BY Demola Ojo
In the aftermath of the unfortunate shooting incident at the Grand-Bassam beach resort in Ivory Coast last Sunday, there are valid fears on the adverse effect it will have on West African economies that earn income from tourism, especially considering the fact that there were recent attacks in Mali and Burkina Faso.
Popular hotels and resorts, some in famous tourist destinations have over the years been targets for despicable characters whose main motive is not just to maim, kill and destroy, but also create major media events that inspire fear and confusion which in turn gets people to alter their behavior. These attacks are aimed at tainting a city or country, thus preventing merry makers and fun seekers from visiting.

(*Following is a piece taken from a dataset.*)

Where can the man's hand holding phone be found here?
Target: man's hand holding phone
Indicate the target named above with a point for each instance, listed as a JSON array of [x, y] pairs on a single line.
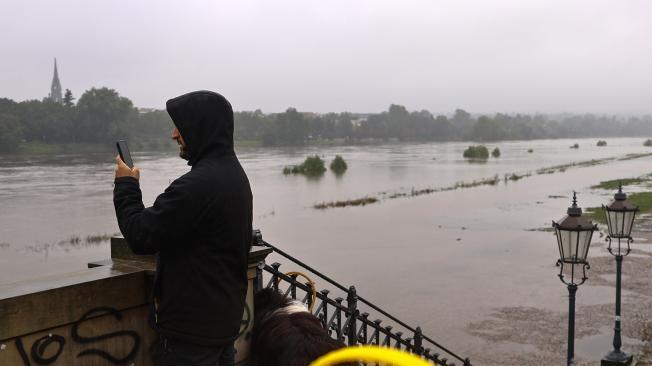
[[122, 170]]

The think tank Global Research found that, in 2011, US citizens were nine times more likely to have been killed by a police officer than a terrorist. By overreacting to terrorist incidents and by extension allowing them to disrupt our economy and our way of life, we increase the value to terrorists of committing them according to Nate Silver, founder of the statistical information website FiveThirtyEight.
The silver lining for countries that are economically dependent on tourism is that the sector recovers fast from such incidents. In the wake of the attacks in Paris November last year, a Fortune 500 report in conjunction with the World Travel and Tourism Council (WTTC) says it takes tourism 13 months to recover from a terrorist attack.
By comparison, tourism takes longer to bounce back from disease (21 months), an environmental disaster (24 months), and political unrest (27 months). Tourism’s recovery after a natural disaster takes longer because it often requires the rebuilding of infrastructure—often a time-consuming endeavor.
The WTTC said that based on its analysis of impacts at the country level; “previous large-scale terrorist attacks in major European capitals have had a decidedly limited impact on overall tourism in the country.”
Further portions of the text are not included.